Well, thanks all the same, but I often think I'd rather take my chances with a single judge, even a fucking Old Etonian who thought Argos was a figure from Greek mythology. (which he was, but you get what I'm saying, your Honour).


Both judges and magistrates now undergo a great deal of training. The selection procedure for magistrates is both more open and more rigorous than it used to be. There are processes to try and screen out people of the 'put them up against the wall and shoot them' persuasion. And, as Peter Cook famously said, the judging exams are known for their rigour.
That's not to say that judges and magistrates don't sometimes do stupid things. But unlike juries they do so in public and there are ways of correcting them. A biased summing up can be grounds for a re-trial. Only recently, a bible-bashing magistrate who said he wouldn't place children with gay couples was told he couldn't pick and choose which bits of the law he applied because of his religious beliefs.


Juries are a relic from the days when people lived in small communities, before technology, before forensics and DNA, when the universal belief was that the sun went round the earth.
If we have training and monitoring for magistrates and judges, why would we want to pick twelve people at random from the electoral register to decide someone's guilt?
Ah, say the jury apologists, often with great condescension, you'd be amazed how seriously these 'ordinary people' take their responsibilities as jurors. No doubt some of them do. But someone who had served on a jury told me that their deliberations began with the laughing agreement that they'd all decided on the defendants' guilt the moment they walked into the dock - a presumption of guilt, they made clear to me, that was based on class, nationality and style of dress.


If you pick twelve members of the public at random, they may well include:
- the small percentage of people who don't know who the Prime Minister is
- those people who believe Eastenders is real and who assault soap actors who play villains in the street
- girls from shows like Big Brother who think Rio de Janeiro is a footballer
- every shade of bigot, racist and homophobe
- and these days, presumably, people who believe in Sharia Law


Be very suspicious of those politicians who extol the wisdom of the ordinary people. Ask them why Parliament abolished and will never re-introduce capital punishment. Ask them why they will never introduce compulsory castration and full-life prison terms for all sex offenders. Ask them why they won't completely close our borders to all immigrants. Ah well, they will explain, we have representative democracy. MPs make up their own minds on issues. If their electors don't like it they have a chance to vote them out of office every five years.
Translation: a lot of people are very stupid. Many are dangerously stupid. Democracy's fine in small doses. It's a check against tyranny and absolutism. But you'd be fucking crazy to want too much of it.
A view which I heartily endorse. As you might expect. For the freedoms I now enjoy as a gay man have all been won by ignoring the common sense, nay, the wisdom of the majority of people.
So why do we get misty-eyed about the jury system?
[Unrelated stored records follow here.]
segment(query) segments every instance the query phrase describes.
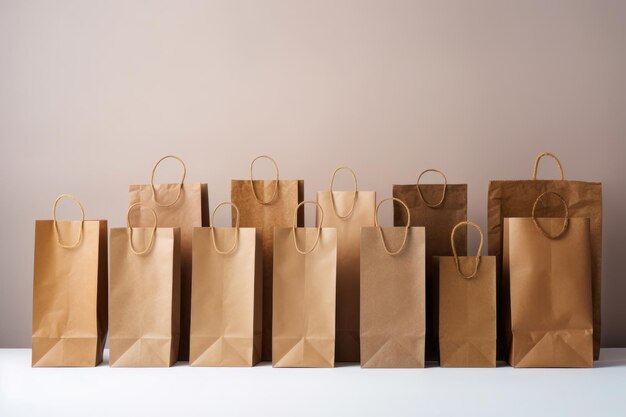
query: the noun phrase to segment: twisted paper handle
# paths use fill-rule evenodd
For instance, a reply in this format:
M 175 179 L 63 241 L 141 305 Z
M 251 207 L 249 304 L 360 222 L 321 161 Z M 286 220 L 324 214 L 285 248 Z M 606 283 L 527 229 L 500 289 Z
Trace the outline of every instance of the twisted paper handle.
M 383 229 L 378 224 L 378 209 L 380 208 L 381 204 L 383 204 L 385 201 L 390 201 L 390 200 L 402 204 L 402 207 L 404 207 L 404 209 L 406 210 L 406 226 L 405 226 L 405 229 L 404 229 L 404 238 L 402 239 L 402 244 L 400 245 L 400 247 L 396 251 L 390 251 L 389 250 L 389 248 L 387 247 L 387 243 L 385 243 L 385 237 L 383 236 Z M 395 255 L 399 254 L 400 252 L 402 252 L 404 250 L 404 247 L 406 246 L 407 238 L 409 236 L 409 226 L 411 225 L 411 212 L 409 211 L 409 207 L 404 203 L 404 201 L 400 200 L 399 198 L 389 197 L 389 198 L 385 198 L 385 199 L 381 200 L 378 203 L 378 205 L 376 206 L 376 212 L 375 212 L 375 217 L 374 217 L 374 225 L 378 228 L 378 233 L 380 235 L 380 241 L 382 242 L 383 249 L 385 250 L 385 252 L 387 252 L 387 255 L 395 256 Z
M 237 249 L 237 245 L 239 245 L 239 208 L 235 205 L 235 203 L 231 201 L 224 201 L 222 203 L 219 203 L 217 207 L 213 209 L 213 214 L 211 215 L 211 224 L 215 224 L 215 212 L 217 211 L 217 209 L 225 205 L 232 206 L 235 209 L 235 213 L 237 214 L 237 217 L 235 218 L 235 242 L 233 243 L 233 246 L 226 251 L 218 249 L 217 242 L 215 241 L 215 226 L 211 226 L 211 238 L 213 240 L 213 248 L 215 248 L 215 252 L 219 253 L 220 255 L 228 255 L 232 253 L 235 249 Z
M 254 163 L 258 160 L 258 159 L 268 159 L 273 165 L 274 165 L 274 169 L 276 170 L 276 182 L 274 183 L 274 193 L 272 194 L 272 198 L 269 199 L 269 201 L 263 201 L 259 198 L 259 196 L 256 193 L 256 190 L 254 189 L 254 180 L 252 178 L 252 168 L 254 167 Z M 270 158 L 267 155 L 261 155 L 261 156 L 257 156 L 256 158 L 254 158 L 252 160 L 252 162 L 250 163 L 250 188 L 252 188 L 252 195 L 254 195 L 254 199 L 259 203 L 262 204 L 264 206 L 267 206 L 268 204 L 272 204 L 272 202 L 276 199 L 276 196 L 278 196 L 278 180 L 279 180 L 279 176 L 280 173 L 278 171 L 278 165 L 276 164 L 276 161 L 274 161 L 274 159 Z
M 180 164 L 183 166 L 183 177 L 180 180 L 180 184 L 178 185 L 178 194 L 176 194 L 176 198 L 174 199 L 174 201 L 172 201 L 171 203 L 160 203 L 157 200 L 156 197 L 156 190 L 154 189 L 154 174 L 156 172 L 157 167 L 159 166 L 159 164 L 161 162 L 163 162 L 165 159 L 176 159 L 178 162 L 180 162 Z M 159 159 L 157 161 L 156 164 L 154 164 L 154 167 L 152 167 L 152 175 L 150 176 L 150 187 L 152 188 L 152 199 L 154 200 L 154 204 L 156 204 L 159 207 L 171 207 L 174 204 L 176 204 L 176 202 L 180 199 L 180 194 L 183 191 L 183 183 L 185 182 L 185 177 L 187 176 L 187 167 L 185 166 L 185 163 L 183 162 L 182 159 L 180 159 L 179 157 L 175 156 L 175 155 L 166 155 L 163 158 Z
M 71 245 L 65 245 L 61 243 L 61 234 L 59 233 L 59 226 L 57 225 L 57 204 L 59 204 L 59 201 L 63 198 L 69 198 L 70 200 L 75 202 L 80 208 L 80 230 L 78 232 L 78 239 L 76 239 L 76 242 L 74 242 Z M 78 199 L 74 197 L 73 195 L 61 194 L 60 196 L 57 197 L 56 200 L 54 200 L 54 204 L 52 205 L 52 223 L 54 224 L 54 231 L 56 232 L 57 243 L 59 244 L 59 246 L 65 249 L 75 248 L 83 240 L 83 226 L 85 225 L 85 209 L 83 208 L 83 205 L 80 203 L 80 201 L 78 201 Z
M 350 210 L 348 210 L 348 212 L 345 215 L 341 215 L 337 211 L 337 206 L 335 205 L 335 196 L 333 194 L 333 184 L 335 183 L 335 176 L 341 170 L 349 171 L 350 174 L 352 174 L 352 178 L 354 179 L 354 198 L 352 199 L 352 205 L 350 206 Z M 331 204 L 333 206 L 333 211 L 335 212 L 335 215 L 337 217 L 339 217 L 340 219 L 342 219 L 342 220 L 347 219 L 348 217 L 350 217 L 352 215 L 352 212 L 354 211 L 354 206 L 356 205 L 356 199 L 357 199 L 358 195 L 359 195 L 359 183 L 357 181 L 356 174 L 354 173 L 354 171 L 352 169 L 350 169 L 349 167 L 339 167 L 339 168 L 337 168 L 335 170 L 335 172 L 333 172 L 333 177 L 330 180 L 330 202 L 331 202 Z
M 474 272 L 471 275 L 465 275 L 461 271 L 461 263 L 459 262 L 459 257 L 458 257 L 457 252 L 456 252 L 456 246 L 454 244 L 454 234 L 456 233 L 456 230 L 459 227 L 463 226 L 463 225 L 472 226 L 476 230 L 478 230 L 478 233 L 480 233 L 480 244 L 478 245 L 478 252 L 476 253 L 476 261 L 475 261 L 475 265 L 474 265 Z M 478 274 L 478 267 L 480 266 L 480 253 L 483 250 L 483 231 L 480 229 L 480 226 L 478 226 L 476 223 L 470 222 L 470 221 L 463 221 L 463 222 L 458 223 L 452 229 L 452 233 L 450 233 L 450 245 L 452 245 L 452 255 L 454 256 L 454 263 L 456 264 L 456 270 L 465 279 L 474 278 L 476 276 L 476 274 Z
M 426 201 L 426 199 L 424 199 L 424 196 L 422 195 L 422 190 L 420 189 L 420 179 L 422 179 L 422 176 L 426 174 L 427 172 L 436 172 L 443 177 L 443 193 L 441 194 L 441 199 L 437 203 L 429 203 L 428 201 Z M 438 169 L 433 169 L 433 168 L 426 169 L 422 171 L 422 173 L 419 174 L 419 176 L 417 177 L 417 193 L 419 194 L 424 204 L 426 204 L 430 208 L 437 208 L 443 204 L 444 200 L 446 199 L 447 189 L 448 189 L 448 178 L 446 178 L 446 175 L 443 172 L 439 171 Z
M 135 249 L 135 246 L 133 245 L 133 228 L 130 225 L 130 212 L 134 208 L 142 208 L 142 207 L 150 210 L 150 212 L 152 213 L 152 216 L 154 217 L 154 225 L 152 226 L 152 233 L 150 234 L 150 242 L 148 242 L 148 245 L 144 248 L 144 250 L 138 251 L 137 249 Z M 126 212 L 126 227 L 128 228 L 128 244 L 130 246 L 130 251 L 134 253 L 135 255 L 144 255 L 150 252 L 150 250 L 152 249 L 152 246 L 154 245 L 154 238 L 156 235 L 156 227 L 157 227 L 157 215 L 155 211 L 151 207 L 148 207 L 141 203 L 132 204 L 130 207 L 128 207 L 128 211 Z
Why do we rejoice when a jury surprises us by getting it absolutely right and forget that every shocking conviction of an innocent person has been by a jury, either through stupidity or prejudice or because the truth has been distorted by clever prosecution barristers?
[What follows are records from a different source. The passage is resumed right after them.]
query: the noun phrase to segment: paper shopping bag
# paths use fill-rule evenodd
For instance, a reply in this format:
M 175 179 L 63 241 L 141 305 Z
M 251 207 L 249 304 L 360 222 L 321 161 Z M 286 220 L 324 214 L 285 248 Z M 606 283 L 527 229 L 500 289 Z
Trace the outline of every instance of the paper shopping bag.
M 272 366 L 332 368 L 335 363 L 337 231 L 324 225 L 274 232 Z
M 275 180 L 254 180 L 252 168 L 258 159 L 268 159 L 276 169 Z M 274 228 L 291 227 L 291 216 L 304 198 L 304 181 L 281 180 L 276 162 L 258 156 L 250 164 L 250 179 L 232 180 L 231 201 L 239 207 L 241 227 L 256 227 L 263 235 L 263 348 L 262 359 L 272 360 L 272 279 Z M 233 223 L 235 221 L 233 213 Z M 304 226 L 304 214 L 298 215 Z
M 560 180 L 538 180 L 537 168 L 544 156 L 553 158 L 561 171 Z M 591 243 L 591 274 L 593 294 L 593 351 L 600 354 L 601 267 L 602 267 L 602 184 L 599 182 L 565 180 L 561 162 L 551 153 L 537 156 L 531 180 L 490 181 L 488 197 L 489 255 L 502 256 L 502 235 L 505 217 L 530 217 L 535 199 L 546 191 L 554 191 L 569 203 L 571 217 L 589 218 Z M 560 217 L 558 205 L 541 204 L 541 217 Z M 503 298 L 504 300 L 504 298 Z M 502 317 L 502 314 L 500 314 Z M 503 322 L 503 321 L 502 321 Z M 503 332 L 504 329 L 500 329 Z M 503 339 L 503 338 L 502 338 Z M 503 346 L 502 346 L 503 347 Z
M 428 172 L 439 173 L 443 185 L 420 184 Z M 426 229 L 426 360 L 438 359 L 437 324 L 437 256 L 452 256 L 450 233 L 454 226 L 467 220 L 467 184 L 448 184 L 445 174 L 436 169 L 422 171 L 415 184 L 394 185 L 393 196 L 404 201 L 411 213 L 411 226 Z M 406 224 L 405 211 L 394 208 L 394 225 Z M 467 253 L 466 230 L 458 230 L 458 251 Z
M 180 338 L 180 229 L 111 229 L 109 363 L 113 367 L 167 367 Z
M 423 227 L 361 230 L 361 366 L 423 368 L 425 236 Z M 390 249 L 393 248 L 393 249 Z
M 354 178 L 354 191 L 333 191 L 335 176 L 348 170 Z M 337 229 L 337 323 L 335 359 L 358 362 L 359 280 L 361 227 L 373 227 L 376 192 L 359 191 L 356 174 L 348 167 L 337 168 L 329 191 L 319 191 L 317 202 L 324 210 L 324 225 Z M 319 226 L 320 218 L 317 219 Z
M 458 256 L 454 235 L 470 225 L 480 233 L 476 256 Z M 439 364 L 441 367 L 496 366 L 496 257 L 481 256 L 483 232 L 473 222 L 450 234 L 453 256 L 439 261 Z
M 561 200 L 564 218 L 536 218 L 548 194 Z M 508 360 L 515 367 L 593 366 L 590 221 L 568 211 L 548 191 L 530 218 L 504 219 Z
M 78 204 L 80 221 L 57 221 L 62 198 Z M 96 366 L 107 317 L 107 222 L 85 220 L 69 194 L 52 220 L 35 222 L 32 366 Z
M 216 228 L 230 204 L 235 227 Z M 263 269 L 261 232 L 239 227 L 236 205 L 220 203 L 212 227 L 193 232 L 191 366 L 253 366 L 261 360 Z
The proposal to give training to rape juries concedes the points I am making. Already, child protection organisations are demanding something similar for sex abuse trials. These are two emotive issues where people are desperate to get convictions even where there is no corroborating evidence - and that's a very danerous path to go down. But once we accept that jurors need educating or training, the whole raison d'etre of the jury system is blown to pieces. And maybe that wouldn't be a bad thing.